Abstract
Patients with chronic liver diseases typically experience lipid profile problems, and mortality from cirrhosis complicated by portal vein thrombosis (PVT) is very significant. A lipoprotein (Lp) is a bio-chemical assemblage with the main job of moving fat molecules in water that are hydrophobic. Lipoproteins are present in all eubacterial walls. Lipoproteins are of tremendous interest in the study of spirochaetes’ pathogenic mechanisms. Since spirochaete lipobox sequences are more malleable than other bacteria, it’s proven difficult to apply current prediction methods to new sequence data. The major goal is to present a Lipoprotein detection model in which correlation features, enhanced log energy entropy, raw features, and semantic similarity features are extracted. These extracted characteristics are put through a hybrid model that combines a Gated Recurrent Unit (GRU) and a Long Short-Term Memory (LSTM). Then, the outputs of GRU and LSTM are averaged to obtain the output. Here, GRU weights are optimized via the Selfish combined Henry Gas Solubility Optimization with cubic map initialization (SHGSO) model.
Keywords
Introduction
Lipoproteins are complex molecular compounds made up mostly of free and fermented proteins, triglycerides, phospholipids, Apolipoprotein A-I (APO A-I), and cholesterol that transport plasma lipids [1, 2, 3]. The four key types of lipoprotein chylomicrons are Very-Low-Density Lipoprotein (VLDL), Low-Density Lipoprotein (LDL), and High-Density Lipoprotein (HDL), as well as the two minor classes, i.e., Lp (a) and Intermediate-Density Lipoprotein (IDL), are differentiated by density, size, composition and lipid content, and composition and protein content [4, 5, 6], to name a few.

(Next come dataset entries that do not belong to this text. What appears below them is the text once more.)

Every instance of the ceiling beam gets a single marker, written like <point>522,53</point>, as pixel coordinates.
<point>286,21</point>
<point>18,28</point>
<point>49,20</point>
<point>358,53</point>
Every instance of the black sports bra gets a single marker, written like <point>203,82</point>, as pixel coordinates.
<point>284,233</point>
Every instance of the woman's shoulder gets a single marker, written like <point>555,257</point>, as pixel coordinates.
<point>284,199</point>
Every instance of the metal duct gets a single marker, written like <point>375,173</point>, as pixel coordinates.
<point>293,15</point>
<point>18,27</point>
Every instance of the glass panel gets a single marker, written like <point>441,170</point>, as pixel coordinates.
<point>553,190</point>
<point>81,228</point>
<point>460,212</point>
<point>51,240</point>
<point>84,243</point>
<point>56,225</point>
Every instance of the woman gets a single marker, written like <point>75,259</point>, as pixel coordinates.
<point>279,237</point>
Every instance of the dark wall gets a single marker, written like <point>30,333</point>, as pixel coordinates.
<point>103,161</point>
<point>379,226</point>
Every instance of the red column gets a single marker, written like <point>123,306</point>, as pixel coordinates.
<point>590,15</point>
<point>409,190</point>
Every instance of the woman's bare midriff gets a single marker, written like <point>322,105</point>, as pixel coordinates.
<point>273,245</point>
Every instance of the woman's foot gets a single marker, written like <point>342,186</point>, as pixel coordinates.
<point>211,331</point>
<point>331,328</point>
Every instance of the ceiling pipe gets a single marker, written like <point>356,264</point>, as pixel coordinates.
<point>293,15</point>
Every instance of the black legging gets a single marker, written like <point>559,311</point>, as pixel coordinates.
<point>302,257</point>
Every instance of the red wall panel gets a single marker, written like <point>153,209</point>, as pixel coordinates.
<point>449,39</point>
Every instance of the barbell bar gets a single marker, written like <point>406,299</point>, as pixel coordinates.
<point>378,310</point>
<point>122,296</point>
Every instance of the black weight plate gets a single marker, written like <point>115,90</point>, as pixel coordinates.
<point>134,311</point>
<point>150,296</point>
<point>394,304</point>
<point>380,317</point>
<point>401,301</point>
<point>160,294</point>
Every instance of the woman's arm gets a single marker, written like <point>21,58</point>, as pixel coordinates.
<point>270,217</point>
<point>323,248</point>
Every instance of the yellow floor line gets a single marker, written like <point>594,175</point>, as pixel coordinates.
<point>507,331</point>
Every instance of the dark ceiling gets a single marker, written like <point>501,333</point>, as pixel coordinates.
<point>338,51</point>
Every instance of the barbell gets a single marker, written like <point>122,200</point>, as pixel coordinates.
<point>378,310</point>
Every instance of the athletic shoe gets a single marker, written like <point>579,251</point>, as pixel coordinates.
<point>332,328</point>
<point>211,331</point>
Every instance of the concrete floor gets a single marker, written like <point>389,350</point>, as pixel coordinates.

For the past fifty years, sub-fractionation and improved lipoprotein analysis have been applied in human scientific medical research [7, 8]. The Framingham Heart Study and the Lawrence Livermore Study, both undertaken at the University of California, were the first to show the therapeutic relevance of sophisticated screening and laid the foundation for future studies. Clinical research over the next 50 years has shown that certain parts of these tests provide insight into the atherogenic processes independent of routine lipid results and findings [9, 10]. Several lifestyles and pharmacologic therapy trials have revealed substantial disparities in treatment response based on lipoprotein subclass categorization. Differences in arteriographic results were associated with alterations in lipoprotein subtype dispersion [11, 12]. Standard lipoprotein measures of whole cholesterol, triglycerides, High-Density Lipoprotein Cholesterol (HDL-C), and low-density lipoprotein cholesterol (LDL-C) have failed to uncover numerous lipoprotein anomalies that lead to coronary heart disease and peripheral vascular cancer risk over the last two decades [13, 14, 15, 16]. The ensemble technique combines several trained base classifiers [40]. These techniques are typically referred to as ensemble learning, which is known to lower the classifiers’ variance and increase the robustness and accuracy of the decision-making system [41]. The abundance of training data is the primary determinant of victorious generalizing machine learning models. Ensemble approaches are the machine-running technology that was created to address these issues. To categorize new examples, an ensemble of classifiers combines the judgment of individual classifiers in some way [42, 43, 44]. Advanced Lipoprotein Tests (ALTs) provide an understanding of minor but significant elements of lipoproteins and atherosclerosis, which may assist in explaining why the LDL-C–lowering technique has been so ineffective in halting the atherosclerosis epidemic. ALTs can be used in four different ways: (1) to improve atherosclerosis prognosis, (2) to improve outcome forecasting, (3) to aid in therapy selection and dose modification, and (4) to advise first degree relations of a patient with atherosclerosis [17].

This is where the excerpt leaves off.